The writing on the box is called hakogaki. If a tea utensil is new (or discovered without a box), the owner, dealer, or artist may ask a tea master to certify its quality by writing on the box. This guarantee is called a kiwame. A tea utensil without a box is one of questionable origin. At tea gatherings, the guests may ask to see the box of a particularly interesting item, such as a tea scoop or scroll. The idea is not that they wish to confirm the piece’s authenticity (although this happens, of course). The reason to view a box is that the calligraphy is interesting and may provide some additional information about the object in question.

Just as they have been for centuries, boxes are of great significance. Most are never displayed in the tea room. Their first function is protective. Because there are many natural disasters such as earthquakes in Japan, tea utensils are removed from their boxes only for use. They are not routinely displayed on a shelf. The boxes are mainly made of unlacquered paulownia, known for its resistance to bugs and for having the capability to breathe, expand, and contract. Durable cotton or silk strings on the boxes are tied in a standard manner. Their color may signify the tea lineage affiliation of the owner or the person who signed the box. Such boxes are meant to last for centuries. As mentioned earlier, really fine articles may have a series of nesting receptacles.

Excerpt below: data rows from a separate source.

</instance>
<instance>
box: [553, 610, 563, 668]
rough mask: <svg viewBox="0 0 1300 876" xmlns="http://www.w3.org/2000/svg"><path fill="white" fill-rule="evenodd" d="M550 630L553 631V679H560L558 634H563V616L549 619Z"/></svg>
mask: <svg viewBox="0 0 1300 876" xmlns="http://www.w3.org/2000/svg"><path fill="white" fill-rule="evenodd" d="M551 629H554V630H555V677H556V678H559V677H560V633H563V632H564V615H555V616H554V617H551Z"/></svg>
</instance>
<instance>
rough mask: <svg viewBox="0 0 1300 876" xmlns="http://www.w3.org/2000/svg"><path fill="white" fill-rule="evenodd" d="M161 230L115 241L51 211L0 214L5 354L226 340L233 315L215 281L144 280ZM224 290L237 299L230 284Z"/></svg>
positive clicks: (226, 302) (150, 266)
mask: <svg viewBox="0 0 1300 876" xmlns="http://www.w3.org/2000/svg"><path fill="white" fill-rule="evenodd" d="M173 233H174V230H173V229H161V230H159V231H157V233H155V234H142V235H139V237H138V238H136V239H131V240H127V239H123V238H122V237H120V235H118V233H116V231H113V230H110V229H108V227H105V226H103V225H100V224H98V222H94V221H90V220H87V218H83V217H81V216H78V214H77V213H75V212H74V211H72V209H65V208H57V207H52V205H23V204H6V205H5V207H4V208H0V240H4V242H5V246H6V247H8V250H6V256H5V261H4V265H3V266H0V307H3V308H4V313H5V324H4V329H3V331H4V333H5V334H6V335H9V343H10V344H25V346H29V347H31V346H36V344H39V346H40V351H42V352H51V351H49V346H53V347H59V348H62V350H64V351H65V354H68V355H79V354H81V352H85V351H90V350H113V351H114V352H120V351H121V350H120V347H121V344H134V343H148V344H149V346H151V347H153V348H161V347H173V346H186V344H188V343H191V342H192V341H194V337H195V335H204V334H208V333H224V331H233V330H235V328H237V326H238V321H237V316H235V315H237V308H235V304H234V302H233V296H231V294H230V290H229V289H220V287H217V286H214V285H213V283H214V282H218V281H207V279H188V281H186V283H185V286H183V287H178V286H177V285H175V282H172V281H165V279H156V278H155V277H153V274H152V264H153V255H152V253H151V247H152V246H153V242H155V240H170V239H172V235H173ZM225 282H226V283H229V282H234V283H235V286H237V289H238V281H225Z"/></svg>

The writing on the boxes, hakogaki, is a cataloging method as well as a guarantee of the object’s value and provenience. Practitioners of one tea lineage tend not to buy utensils signed by masters from other lineages—the organizational tie is too remote. The utensil is not part of their past. Consequently, in the case of something like a tea bowl made by one of the masters of the Raku lineage,4 a dealer may have multiple boxes constructed, each destined to go to a different grand master for inscription. The practice is expensive since a monetary gift accompanies each request for hakogaki. But, in this way, the potential pool of purchasers is broadened, and the value of the utensil increased.

Some tea masters will only sign boxes which have been constructed to certain quality standards. For example, the corners of the part of the inner lid which frames the writing must be mitered, not butted. Making a fine quality box is also an art form. Unfortunately, unscrupulous dealers have learned that putting an inferior bowl in a good box is one way to make a sale. Conscientious tea masters will not sign a box for such an item, because it calls their judgment and integrity into question. And, it is commonly believed that well-known tea masters sign fewer utensils because they are more discriminating. Sadly, famous tea masters tend to sign a smaller number of articles as they get older, knowing that dealers become more aggressive in requesting box inscriptions in anticipation of the utensil’s value increasing with the death of the signer.